Yukarıda alanın yalnız zamanın sembolü olmadığı aynı zamanda alegorik olarak zamanın efendisi olmuş kağanın atı olduğundan da söz edilmişti. Kağanlar genellikle ala atlara binerlerdi. Oğuz Destanlarında ermin giyen, benekli ata (ala atlı as tonlu Kayı Inal han) binen Kayı İnal Han’dan sözü edilir. Kaşgari tarafından zikredildiği gibi, ak sözcüğü, “beyaz” veya “açık renkli” olmaktan ziyade “benekli” anlamına geliyorsa, Kül Tigin ve diğer Göktürk prensleri daha çok benekli ata binmişlerdi. “Benekli atlar” Çin imparatorlarının hazineleri arasında sayılmış ve dört atlı hanedanlık arabalarına koşulmuşlardır.

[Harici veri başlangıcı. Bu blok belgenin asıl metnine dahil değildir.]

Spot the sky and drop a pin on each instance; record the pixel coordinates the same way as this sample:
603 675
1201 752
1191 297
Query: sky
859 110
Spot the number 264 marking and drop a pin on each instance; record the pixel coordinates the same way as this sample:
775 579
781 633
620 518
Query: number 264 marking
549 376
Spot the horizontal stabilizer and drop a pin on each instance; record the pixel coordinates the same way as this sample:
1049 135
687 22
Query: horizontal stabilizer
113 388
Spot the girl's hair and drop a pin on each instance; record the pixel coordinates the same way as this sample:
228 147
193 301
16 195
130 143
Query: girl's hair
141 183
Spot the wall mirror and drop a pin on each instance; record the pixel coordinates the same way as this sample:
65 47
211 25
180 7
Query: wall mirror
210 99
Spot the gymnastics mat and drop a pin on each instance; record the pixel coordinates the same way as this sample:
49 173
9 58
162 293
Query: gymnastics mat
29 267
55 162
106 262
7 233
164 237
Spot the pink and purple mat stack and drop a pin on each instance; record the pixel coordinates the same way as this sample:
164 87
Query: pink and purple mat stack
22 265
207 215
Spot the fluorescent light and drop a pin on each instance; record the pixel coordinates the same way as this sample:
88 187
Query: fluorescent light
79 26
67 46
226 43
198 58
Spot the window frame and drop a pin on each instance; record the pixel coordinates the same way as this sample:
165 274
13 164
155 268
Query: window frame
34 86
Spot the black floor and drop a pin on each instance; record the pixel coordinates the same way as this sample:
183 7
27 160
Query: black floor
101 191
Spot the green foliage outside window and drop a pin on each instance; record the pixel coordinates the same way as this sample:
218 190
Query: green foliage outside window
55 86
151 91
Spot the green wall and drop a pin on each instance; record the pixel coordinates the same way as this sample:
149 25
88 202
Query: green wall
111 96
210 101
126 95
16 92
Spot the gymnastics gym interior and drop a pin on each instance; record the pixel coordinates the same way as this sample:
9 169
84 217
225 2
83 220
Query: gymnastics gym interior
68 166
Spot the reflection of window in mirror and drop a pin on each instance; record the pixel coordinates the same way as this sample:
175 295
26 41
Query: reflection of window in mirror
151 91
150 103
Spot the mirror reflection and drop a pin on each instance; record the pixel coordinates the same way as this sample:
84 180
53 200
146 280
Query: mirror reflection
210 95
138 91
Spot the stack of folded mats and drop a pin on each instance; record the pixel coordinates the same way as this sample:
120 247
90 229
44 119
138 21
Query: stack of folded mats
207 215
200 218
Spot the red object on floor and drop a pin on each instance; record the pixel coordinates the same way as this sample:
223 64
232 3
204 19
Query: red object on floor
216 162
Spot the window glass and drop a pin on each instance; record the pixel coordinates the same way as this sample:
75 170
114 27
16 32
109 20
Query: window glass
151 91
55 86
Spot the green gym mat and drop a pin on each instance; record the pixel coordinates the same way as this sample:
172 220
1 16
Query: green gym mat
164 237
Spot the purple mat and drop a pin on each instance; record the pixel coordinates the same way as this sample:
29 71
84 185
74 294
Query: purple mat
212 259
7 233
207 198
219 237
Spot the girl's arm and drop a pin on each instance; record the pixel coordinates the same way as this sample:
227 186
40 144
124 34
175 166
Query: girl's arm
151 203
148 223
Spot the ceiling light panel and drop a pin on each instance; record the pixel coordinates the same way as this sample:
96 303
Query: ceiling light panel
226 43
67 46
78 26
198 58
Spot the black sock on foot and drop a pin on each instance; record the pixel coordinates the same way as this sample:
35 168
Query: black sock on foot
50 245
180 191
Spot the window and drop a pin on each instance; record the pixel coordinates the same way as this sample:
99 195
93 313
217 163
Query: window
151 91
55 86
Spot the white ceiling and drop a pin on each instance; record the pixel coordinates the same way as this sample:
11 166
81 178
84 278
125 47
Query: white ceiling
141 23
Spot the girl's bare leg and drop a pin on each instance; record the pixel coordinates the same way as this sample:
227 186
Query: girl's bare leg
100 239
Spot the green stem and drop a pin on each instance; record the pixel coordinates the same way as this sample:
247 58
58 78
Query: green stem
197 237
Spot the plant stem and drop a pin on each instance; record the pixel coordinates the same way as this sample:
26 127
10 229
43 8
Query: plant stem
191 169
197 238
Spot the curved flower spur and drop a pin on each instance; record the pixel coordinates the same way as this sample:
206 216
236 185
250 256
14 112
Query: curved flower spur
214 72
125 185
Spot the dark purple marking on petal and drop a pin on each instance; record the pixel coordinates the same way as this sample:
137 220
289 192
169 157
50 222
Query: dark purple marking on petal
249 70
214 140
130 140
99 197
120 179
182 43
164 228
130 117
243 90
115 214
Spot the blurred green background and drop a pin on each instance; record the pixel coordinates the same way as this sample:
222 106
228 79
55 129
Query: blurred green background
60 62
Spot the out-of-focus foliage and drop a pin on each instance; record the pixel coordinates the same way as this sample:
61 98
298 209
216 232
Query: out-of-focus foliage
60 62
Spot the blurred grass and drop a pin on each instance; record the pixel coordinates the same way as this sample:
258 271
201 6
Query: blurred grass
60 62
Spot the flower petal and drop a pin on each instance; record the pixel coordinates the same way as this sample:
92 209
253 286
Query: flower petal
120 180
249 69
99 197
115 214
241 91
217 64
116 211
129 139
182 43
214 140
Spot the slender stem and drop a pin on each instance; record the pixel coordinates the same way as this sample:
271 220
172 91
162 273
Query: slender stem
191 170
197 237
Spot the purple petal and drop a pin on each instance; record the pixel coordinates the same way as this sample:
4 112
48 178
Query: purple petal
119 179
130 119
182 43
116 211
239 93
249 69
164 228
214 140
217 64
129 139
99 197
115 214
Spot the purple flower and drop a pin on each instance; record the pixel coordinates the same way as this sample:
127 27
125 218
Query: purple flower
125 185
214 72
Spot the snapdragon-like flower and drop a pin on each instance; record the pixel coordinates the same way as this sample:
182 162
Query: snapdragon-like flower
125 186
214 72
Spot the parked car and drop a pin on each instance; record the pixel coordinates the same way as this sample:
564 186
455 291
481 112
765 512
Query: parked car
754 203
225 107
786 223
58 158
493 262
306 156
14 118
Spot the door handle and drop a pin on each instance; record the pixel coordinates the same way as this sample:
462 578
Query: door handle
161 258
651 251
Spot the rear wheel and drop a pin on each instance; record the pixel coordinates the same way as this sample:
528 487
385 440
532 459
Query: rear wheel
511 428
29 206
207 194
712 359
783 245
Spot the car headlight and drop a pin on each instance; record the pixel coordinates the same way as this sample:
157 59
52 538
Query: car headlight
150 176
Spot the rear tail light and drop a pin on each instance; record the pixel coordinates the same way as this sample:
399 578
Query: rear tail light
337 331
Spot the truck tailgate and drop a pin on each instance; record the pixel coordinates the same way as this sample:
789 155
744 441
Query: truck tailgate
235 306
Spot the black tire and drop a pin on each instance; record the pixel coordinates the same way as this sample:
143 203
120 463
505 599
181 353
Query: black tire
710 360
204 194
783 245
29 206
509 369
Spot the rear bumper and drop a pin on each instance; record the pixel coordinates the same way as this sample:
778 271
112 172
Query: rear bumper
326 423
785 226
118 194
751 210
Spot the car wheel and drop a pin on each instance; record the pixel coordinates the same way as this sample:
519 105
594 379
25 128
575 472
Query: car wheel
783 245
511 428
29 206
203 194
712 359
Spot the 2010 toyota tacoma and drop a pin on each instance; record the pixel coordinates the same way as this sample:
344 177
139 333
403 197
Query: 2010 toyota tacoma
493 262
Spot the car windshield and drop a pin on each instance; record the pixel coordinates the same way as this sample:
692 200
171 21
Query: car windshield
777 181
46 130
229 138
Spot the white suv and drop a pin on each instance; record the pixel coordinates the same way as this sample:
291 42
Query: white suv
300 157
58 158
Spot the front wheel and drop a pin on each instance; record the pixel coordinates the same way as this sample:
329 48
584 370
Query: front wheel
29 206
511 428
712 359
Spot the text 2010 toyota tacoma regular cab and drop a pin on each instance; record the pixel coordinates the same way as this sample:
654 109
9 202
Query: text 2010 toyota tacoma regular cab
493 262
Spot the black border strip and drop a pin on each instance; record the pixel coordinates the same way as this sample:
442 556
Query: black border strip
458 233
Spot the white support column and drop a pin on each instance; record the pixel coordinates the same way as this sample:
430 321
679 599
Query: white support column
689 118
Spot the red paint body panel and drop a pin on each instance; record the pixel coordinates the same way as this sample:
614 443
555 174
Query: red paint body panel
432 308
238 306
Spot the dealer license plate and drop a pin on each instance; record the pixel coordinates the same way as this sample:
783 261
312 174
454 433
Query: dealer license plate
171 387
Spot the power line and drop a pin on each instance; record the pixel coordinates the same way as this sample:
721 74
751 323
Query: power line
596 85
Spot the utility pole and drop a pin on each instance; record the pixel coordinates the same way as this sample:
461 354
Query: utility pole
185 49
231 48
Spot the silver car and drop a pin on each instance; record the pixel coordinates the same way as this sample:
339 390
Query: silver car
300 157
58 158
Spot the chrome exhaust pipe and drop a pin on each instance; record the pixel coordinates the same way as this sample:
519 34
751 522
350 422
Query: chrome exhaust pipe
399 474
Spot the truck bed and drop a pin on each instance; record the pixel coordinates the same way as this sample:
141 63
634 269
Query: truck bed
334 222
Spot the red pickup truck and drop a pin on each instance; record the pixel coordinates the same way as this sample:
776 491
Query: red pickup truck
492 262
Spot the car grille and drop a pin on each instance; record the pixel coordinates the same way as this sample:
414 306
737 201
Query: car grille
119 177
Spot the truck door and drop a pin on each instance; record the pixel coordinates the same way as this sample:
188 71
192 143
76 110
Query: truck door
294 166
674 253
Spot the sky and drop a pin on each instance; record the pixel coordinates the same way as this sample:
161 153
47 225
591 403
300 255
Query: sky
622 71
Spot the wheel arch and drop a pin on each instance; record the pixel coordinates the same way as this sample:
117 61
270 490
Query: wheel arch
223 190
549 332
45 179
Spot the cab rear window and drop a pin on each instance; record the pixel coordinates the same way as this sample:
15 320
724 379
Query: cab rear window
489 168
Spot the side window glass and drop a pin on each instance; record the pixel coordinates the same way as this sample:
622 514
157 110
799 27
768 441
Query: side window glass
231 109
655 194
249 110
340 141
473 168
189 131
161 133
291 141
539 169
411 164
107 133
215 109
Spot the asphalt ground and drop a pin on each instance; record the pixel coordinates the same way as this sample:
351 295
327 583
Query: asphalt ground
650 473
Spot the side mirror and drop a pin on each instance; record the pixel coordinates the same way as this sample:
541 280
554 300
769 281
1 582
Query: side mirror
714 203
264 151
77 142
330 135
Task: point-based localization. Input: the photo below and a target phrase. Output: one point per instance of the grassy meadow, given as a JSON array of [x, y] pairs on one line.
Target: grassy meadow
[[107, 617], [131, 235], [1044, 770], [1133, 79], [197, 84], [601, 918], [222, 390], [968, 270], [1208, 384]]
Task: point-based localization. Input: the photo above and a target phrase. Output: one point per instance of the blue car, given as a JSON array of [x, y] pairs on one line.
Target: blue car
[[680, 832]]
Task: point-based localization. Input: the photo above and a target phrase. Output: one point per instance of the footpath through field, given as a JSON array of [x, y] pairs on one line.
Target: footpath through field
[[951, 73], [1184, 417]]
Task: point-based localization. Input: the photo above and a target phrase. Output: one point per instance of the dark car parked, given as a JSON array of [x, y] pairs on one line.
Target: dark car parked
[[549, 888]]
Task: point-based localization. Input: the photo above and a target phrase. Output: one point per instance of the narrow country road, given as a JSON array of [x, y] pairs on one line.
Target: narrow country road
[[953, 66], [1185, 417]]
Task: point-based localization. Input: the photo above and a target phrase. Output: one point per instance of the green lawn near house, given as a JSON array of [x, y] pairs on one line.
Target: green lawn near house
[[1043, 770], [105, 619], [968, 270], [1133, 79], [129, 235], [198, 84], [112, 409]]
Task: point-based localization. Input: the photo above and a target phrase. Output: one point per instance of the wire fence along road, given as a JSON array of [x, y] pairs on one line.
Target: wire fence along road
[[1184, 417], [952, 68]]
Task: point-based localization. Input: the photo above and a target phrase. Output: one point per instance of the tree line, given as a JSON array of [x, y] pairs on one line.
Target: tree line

Kaşgari’nin Türk-Arap sözlüğü, Zengi’nin 12. yy.’daki at üzerine araştırması, Timur’un Umdetü’l-Mülûk’u gibi Orta Çağ’a ait kaynaklar benekli at türleri hakkında açıklamalar yapar. Genel olarak, benekli at uğurlu veya uğursuz bazı sembolik işaretler taşıyan ancak fazla faydalı olmayan bir binek olarak görünür. Zengi (fols. 63 v.-66, 69) beyaz benekli at (ablak, abraş, arjal) ile siyah benekli at arasında temel bir fark tespit etmiştir. İlk söylenenler iyi atlardır, belli koşulları taşıdıklarında (önleri beyaz benekli ve beyaz topuklu olduklarında) hükümdarlara layıktırlar. Sonradan bahsedilenler, bazı durumlarda çok uğurlu fakat kesinlikle zayıf olmayan atlar olarak kabul edilirler. Augurlar ne derlerse desinler Zengi’nin fikrine göre tüm beyaz benekler, beyaz yele ve mavi gözler, zayıflığın işaretidir. Bu bağlamda Kaşgari parlak tüylü benekli atların zayıf toynakları olduğunu belirtir ve gösterişli alaca’yı iki yüzüyle karşılaştırır: “İki yüzlü insanların benekleri saklanmıştır, atların benekleri üzerlerindedir.” (Kişi alası içtin, yılkı alası taştın, cilt. I, s, 91). Diğer atlarda noksanlık olarak görülen özellikler, Türk atlarında noksanlık sayılmaz diye de eklemiştir Zengi (fol. 61v.). Bu söz Çin ve Türklerlerin bağlantısı olarak görülen (Tuhfetü’l-Mülûk fol. 50, Ashqar-ı Sini Çin’den bir atı sarımsı ve kızılımsı benekli, beyaz yele ve kuyruklu olarak tarif etmiştir.) ön beyaz benekler, beyaz yeleler ve mavi gözler gibi özellikleri de kapsar. Prof. Zajaczkowski 1964 PIAC toplantısı raporunda, Memlük Dönemi Türk-Arap Sözlüğü’ne not edilen don renklerine göre, bulaca terimi alacanın bir tür çeşididir. Buna göre, Prof. Togan göstermiştir ki, Kaşgari bulak terimiyle küçük at demek ister ama aynı zamanda bulak terimini benekli at anlamınada gelir (Radloff, Wörterbuch).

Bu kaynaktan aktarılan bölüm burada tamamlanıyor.